DENSITY
All right! I still can't do the Rubric's Cube thing!
Goodness knows how many Christmases ago it was that we all got at least one such colorful toy for Christmas.
By the time I had learned various different ways in which I was able to shift some of the colors around to various sides without disturbing others, the small kids in the family had peeled most all of the colorful decals from the block divisions so it did not matter which way I turned and twisted any of them.
May I digress at this moment to speak a word or so in serious gratitude on behalf of having adequate numbers of small children in the household on whom small bits of blame such as this can be placed. A home without small, mischievous and inquiring small children must be a miserable place!
Now, back to the cube... well, there's nothing to go back to, really, because I've been at a standstill since that time of long ago. ago. I marvel at those who tell me they can work the cube without any undue effort. I marvel when I hear it, not be because I believe them, but because so many such people go out of their way to tell me they can do so! They not only apply the salve eagerly and with ease, but insist on rubbing it in, as well!
I have never, yet, had nerve enough to say: “Put up, or shut up!” to such cube-sayers. Some day I may just do that and we will have a slow show-down, possible at high noon for dramatic associations, when I can also claim the brilliance of the Sun preventing my seeing how it was done.
And, lest some of you may think me to be an inept “square”, I, herewith, point out that I am more of a “cube” than a common same-sided block.
It extends to other puzzling areas...
These “Triangle” puzzles, for instance.
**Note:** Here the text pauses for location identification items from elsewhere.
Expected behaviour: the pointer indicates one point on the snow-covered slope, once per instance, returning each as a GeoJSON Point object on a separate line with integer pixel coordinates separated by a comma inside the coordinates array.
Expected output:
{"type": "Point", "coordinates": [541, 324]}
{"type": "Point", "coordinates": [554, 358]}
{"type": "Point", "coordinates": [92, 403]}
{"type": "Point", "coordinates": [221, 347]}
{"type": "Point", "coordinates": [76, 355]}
They are a three- sided nemesis haunting me from time to-time, as well.
They usually appear in the form of two-three inch pieces of soft wood into which some diligent citizen of far-off China has worked a series of holes.. .one at the apex of the triangle, then a row of two, four, five and six until the areas is full of such holes. If your puzzle has fifteen such holes you take fourteen little wooden pegs which resemble pygmy-sized golf tees or chair-caning plugs, and insert them in all but one of the holes. One Chinese excavation is always left unfilled and you can vary that “empty “ position as you see fit, I understand.
Possibly as a sneaky trick to shift your attention away from the moves you are to make, the pegs are often painted in colored sets - three green, three blues and two whites - a mix of sorts. You can assume that this bit of hue-buggery has nothing or everything to do with the solution to the puzzle. The idea is to “jump” those pegs over each other - removing the one jumped - until just one peg remains.
Try it. It moves along real well, and you end up with four, three or two of the pages unable to move. A scale printed on the bottom edge of the puzzle or on the reverse side,will tell you what you dumb-headed score might be.
There is a redeeming factor about these “triangu-liar” puzzles, however. Just about everyone – and I claim to be one of them – has, at one time, been successful in working the puzzle to perfection. But, I have yet to find a single soul who remembers how he or she did it!